Maryland Test Scores Rise: Gains for Some Might Fall Short of Federal Standards
Ohanian Comment: Sorry I can't celebrate. I just sit here thinking of all the skill drill this represents.
In the second year of a state test aimed at making schools more accountable, all of Maryland's 24 school districts improved their performance, with elementary grades showing the most significant gains.
Despite the upward trend, hundreds of schools could be labeled as failing later this month and face sanctions because they are not improving fast enough to meet federal standards.
Among the thousands of pieces of data in the Maryland School Assessment results released yesterday were a few surprises. Eastern Technical High School in Essex beat out a host of high-achieving, suburban schools with 98 percent of its 10th-graders passing the reading test, highest in the state.
And Baltimore teachers and students overcame financial turmoil to make some of the largest percentage gains in the state: half of the city's third-graders passed the reading test. But the city ranked last overall, and only 19 percent of eighth-graders passed the math test.
The biggest gain statewide came in third-grade reading, which jumped by 13 percentage points to a pass rate of 71 percent this year. Increases in middle and high school scores were smaller, consistent with previous state and standardized tests.
"We are proud of the work being done across the state," said Nancy S. Grasmick, state superintendent of schools, who released the scores at a State Board of Education meeting yesterday. "People have taken this very seriously."
The highest-performing school districts in the elementary grades were Howard, Queen Anne's, Harford, Calvert and Carroll counties.
Baltimore County schools gained on each of the seven tests, with average scores largely mirroring the state. The county's highest-scoring elementary school was Carroll Manor in Baldwin.
In Howard, scores increased slightly for almost all grade levels, except eighth-grade reading, which dipped less than 1 percent, from 62.8 to 62.2 percent.
Grasmick said that several factors combined to increase scores, including use of a new state curriculum.

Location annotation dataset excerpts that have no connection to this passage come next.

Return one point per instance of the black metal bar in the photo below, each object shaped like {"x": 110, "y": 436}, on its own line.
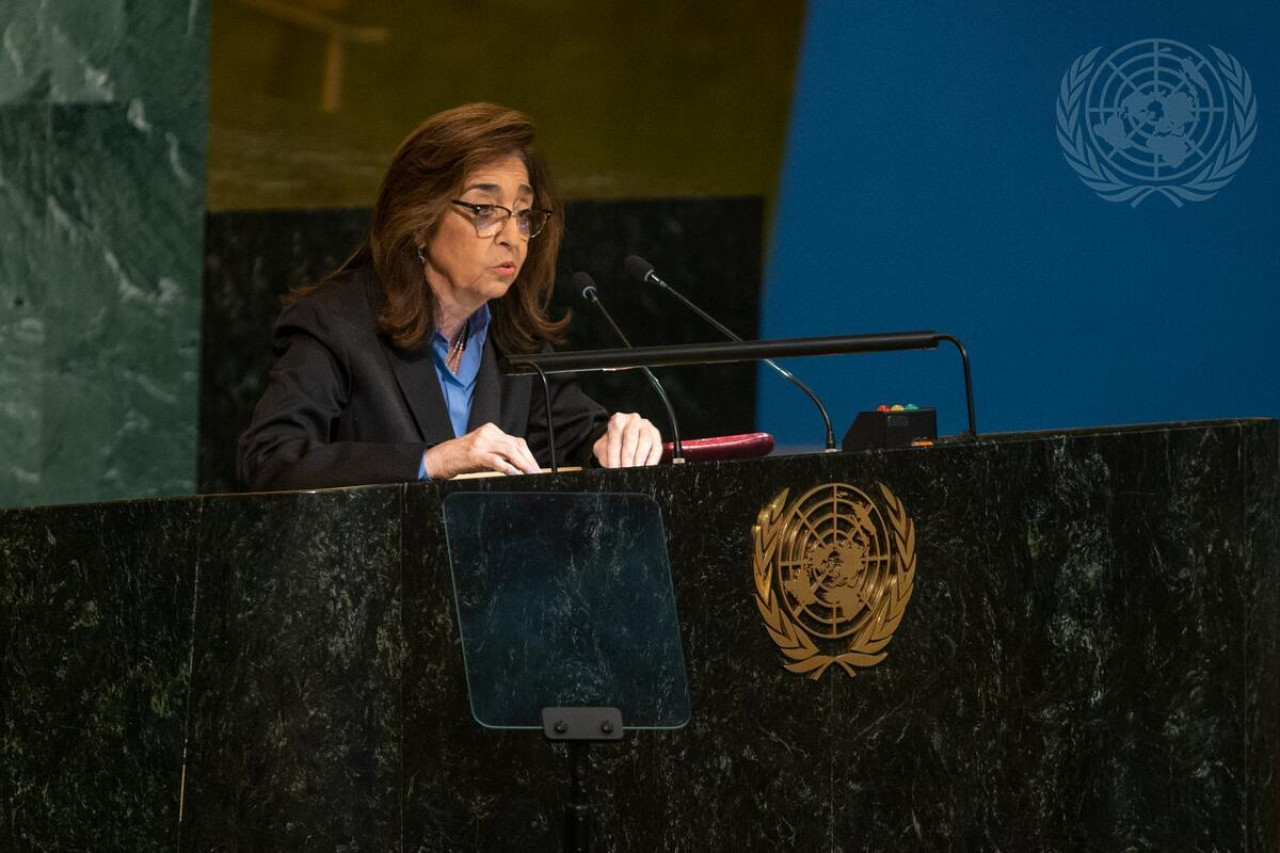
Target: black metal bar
{"x": 690, "y": 354}
{"x": 968, "y": 382}
{"x": 551, "y": 422}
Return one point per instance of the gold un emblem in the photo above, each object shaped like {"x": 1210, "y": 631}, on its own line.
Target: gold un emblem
{"x": 833, "y": 573}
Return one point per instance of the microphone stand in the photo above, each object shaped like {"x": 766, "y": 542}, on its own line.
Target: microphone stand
{"x": 677, "y": 451}
{"x": 723, "y": 329}
{"x": 690, "y": 354}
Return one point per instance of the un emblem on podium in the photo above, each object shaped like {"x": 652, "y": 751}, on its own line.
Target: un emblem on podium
{"x": 833, "y": 574}
{"x": 1156, "y": 117}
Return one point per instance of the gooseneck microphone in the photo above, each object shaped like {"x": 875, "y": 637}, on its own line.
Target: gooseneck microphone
{"x": 586, "y": 287}
{"x": 641, "y": 270}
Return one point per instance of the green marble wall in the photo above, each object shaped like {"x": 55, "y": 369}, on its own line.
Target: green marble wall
{"x": 103, "y": 138}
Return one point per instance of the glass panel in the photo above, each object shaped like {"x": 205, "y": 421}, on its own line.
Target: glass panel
{"x": 565, "y": 600}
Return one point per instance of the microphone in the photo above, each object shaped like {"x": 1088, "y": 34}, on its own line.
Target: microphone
{"x": 586, "y": 287}
{"x": 643, "y": 270}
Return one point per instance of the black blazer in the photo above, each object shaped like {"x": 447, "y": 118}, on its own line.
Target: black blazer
{"x": 346, "y": 407}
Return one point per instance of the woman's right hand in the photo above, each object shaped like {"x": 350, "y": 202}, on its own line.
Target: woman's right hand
{"x": 485, "y": 448}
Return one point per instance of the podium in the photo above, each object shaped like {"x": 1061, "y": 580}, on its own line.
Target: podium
{"x": 1088, "y": 658}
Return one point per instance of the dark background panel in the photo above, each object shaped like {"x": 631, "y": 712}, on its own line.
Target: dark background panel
{"x": 95, "y": 630}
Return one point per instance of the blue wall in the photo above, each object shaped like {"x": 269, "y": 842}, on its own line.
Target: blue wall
{"x": 924, "y": 186}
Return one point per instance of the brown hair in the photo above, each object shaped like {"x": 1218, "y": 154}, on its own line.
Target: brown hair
{"x": 426, "y": 173}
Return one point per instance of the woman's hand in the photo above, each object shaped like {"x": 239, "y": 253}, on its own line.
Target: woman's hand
{"x": 485, "y": 448}
{"x": 630, "y": 441}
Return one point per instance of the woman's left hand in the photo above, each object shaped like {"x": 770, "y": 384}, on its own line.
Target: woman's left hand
{"x": 630, "y": 441}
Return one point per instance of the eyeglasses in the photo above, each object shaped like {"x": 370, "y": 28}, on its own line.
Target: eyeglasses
{"x": 490, "y": 219}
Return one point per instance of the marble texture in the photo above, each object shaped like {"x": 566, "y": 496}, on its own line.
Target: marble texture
{"x": 95, "y": 638}
{"x": 707, "y": 247}
{"x": 101, "y": 194}
{"x": 297, "y": 651}
{"x": 1091, "y": 661}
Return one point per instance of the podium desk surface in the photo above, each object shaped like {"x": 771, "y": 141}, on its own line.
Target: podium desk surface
{"x": 1065, "y": 641}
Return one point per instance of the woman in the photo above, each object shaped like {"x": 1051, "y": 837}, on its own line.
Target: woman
{"x": 387, "y": 370}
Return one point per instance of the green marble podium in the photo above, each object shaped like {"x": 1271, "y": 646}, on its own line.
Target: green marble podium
{"x": 1091, "y": 661}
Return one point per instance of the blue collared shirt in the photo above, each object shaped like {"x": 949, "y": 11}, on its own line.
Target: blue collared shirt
{"x": 460, "y": 388}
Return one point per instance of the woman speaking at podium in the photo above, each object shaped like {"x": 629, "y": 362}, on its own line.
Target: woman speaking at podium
{"x": 387, "y": 369}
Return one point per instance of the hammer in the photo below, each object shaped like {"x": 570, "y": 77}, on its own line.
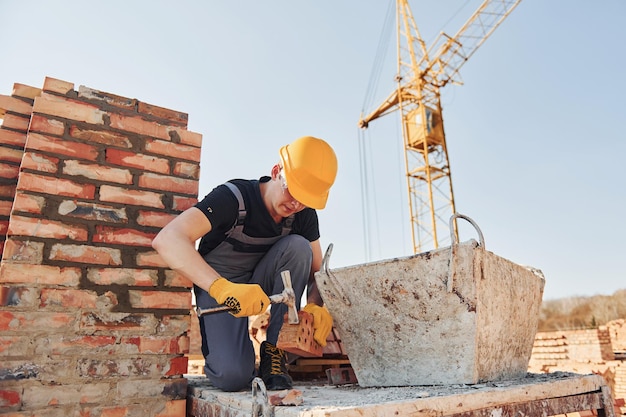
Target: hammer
{"x": 288, "y": 296}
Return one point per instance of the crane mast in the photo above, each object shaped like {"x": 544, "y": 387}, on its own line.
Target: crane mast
{"x": 421, "y": 73}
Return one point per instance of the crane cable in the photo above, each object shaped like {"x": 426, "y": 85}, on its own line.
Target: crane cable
{"x": 365, "y": 165}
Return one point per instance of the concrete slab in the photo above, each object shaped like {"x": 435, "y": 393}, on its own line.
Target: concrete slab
{"x": 533, "y": 390}
{"x": 455, "y": 315}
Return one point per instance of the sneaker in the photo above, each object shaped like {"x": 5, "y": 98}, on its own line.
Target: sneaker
{"x": 273, "y": 368}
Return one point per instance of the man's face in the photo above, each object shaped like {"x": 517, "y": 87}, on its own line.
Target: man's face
{"x": 288, "y": 203}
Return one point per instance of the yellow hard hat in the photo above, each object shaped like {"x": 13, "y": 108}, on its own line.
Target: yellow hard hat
{"x": 310, "y": 167}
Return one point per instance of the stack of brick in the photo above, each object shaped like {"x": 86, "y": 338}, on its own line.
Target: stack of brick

The test, given to gauge compliance with the federal No Child Left Behind Act, will require schools to continue making steady gains for the next decade until 100 percent of children pass. Given in math and reading for grades three, five and eight and reading for 10th-graders, it places more attention on ensuring that special education, poor, minority and limited English speakers achieve at the same level as others. A high-performing school could fail to meet standards if just one group is not improving.
Many systems reported hefty gains in the scores of minority and special education students.

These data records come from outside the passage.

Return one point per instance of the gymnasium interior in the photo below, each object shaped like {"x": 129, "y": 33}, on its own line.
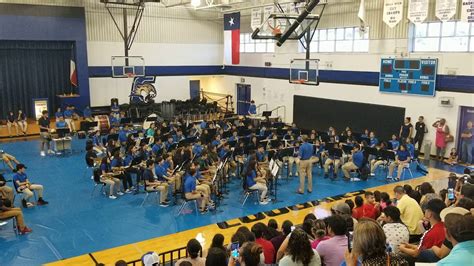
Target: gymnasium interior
{"x": 195, "y": 132}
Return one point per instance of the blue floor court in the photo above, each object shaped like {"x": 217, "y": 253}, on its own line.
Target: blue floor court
{"x": 75, "y": 223}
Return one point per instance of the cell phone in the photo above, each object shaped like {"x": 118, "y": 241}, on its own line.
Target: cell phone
{"x": 450, "y": 193}
{"x": 234, "y": 250}
{"x": 350, "y": 240}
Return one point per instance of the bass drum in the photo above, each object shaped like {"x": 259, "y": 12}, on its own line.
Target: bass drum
{"x": 103, "y": 123}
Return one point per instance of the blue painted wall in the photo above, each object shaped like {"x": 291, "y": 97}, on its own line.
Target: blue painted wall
{"x": 50, "y": 23}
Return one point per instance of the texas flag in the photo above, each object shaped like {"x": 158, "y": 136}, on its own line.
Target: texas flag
{"x": 232, "y": 38}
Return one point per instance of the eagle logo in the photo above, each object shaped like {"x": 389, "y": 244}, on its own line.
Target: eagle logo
{"x": 143, "y": 90}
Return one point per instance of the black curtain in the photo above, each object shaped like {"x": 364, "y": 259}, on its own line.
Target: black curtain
{"x": 33, "y": 69}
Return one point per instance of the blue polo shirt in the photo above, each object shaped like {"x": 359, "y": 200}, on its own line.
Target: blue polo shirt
{"x": 68, "y": 113}
{"x": 197, "y": 149}
{"x": 252, "y": 109}
{"x": 116, "y": 163}
{"x": 156, "y": 149}
{"x": 61, "y": 124}
{"x": 403, "y": 155}
{"x": 358, "y": 159}
{"x": 250, "y": 179}
{"x": 189, "y": 183}
{"x": 373, "y": 142}
{"x": 160, "y": 171}
{"x": 306, "y": 150}
{"x": 18, "y": 177}
{"x": 395, "y": 144}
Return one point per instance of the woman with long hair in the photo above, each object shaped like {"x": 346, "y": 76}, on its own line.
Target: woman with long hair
{"x": 299, "y": 251}
{"x": 369, "y": 245}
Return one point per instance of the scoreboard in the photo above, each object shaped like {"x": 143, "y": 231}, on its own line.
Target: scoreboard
{"x": 408, "y": 76}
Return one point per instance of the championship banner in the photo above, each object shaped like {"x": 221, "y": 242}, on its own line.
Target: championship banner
{"x": 467, "y": 10}
{"x": 392, "y": 12}
{"x": 418, "y": 10}
{"x": 446, "y": 9}
{"x": 256, "y": 19}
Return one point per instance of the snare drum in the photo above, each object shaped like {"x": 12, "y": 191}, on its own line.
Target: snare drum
{"x": 103, "y": 123}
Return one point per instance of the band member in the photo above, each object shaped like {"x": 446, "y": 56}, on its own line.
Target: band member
{"x": 45, "y": 133}
{"x": 23, "y": 185}
{"x": 108, "y": 177}
{"x": 255, "y": 182}
{"x": 117, "y": 166}
{"x": 11, "y": 121}
{"x": 306, "y": 167}
{"x": 153, "y": 184}
{"x": 22, "y": 121}
{"x": 191, "y": 192}
{"x": 334, "y": 160}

African-Americans in Anne Arundel County, for instance, made greater gains than whites on five of the seven tests. African-Americans' scores rose 17.4 percent in fifth-grade math, compared with a 10.2 percent increase for white students.
Among high schools, Baltimore County's Eastern Technical, Baltimore Polytechnic Institute, Baltimore City College and Montgomery County's Winston Churchill High School were the top four performers in 10th-grade reading.
That left Howard's Centennial and Baltimore County's Dulaney - two perennial high flyers - further down the list than usual. Eastern, City and Poly all have entrance criteria.
In Anne Arundel, more than 78 percent of third-graders scored at the proficient or advanced level in reading, and 81.4 percent did so in math. Nearly 80 percent of Carroll students met standards in reading in each grade level tested - scoring above the state average and surpassing last year's results. Math scores were comparable, except for eighth grade.
In Harford, the county's elementary schools were among the top performers, with strongest scores in fifth-grade reading.
But schools are uneasily awaiting a state announcement of which have met targets, called adequate yearly progress.
If a school fails to meet standards several years in a row and has a certain percentage of poor children, the school system must offer students the option of transferring to a higher-achieving school or being given extra tutoring help after school. The longer a school fails to meet standards, the more onerous the sanctions become.
Grasmick has asked the U.S. Department of Education to reconsider the formula used to calculate whether a school has made enough progress. She said she expects a response from the federal officials within a week.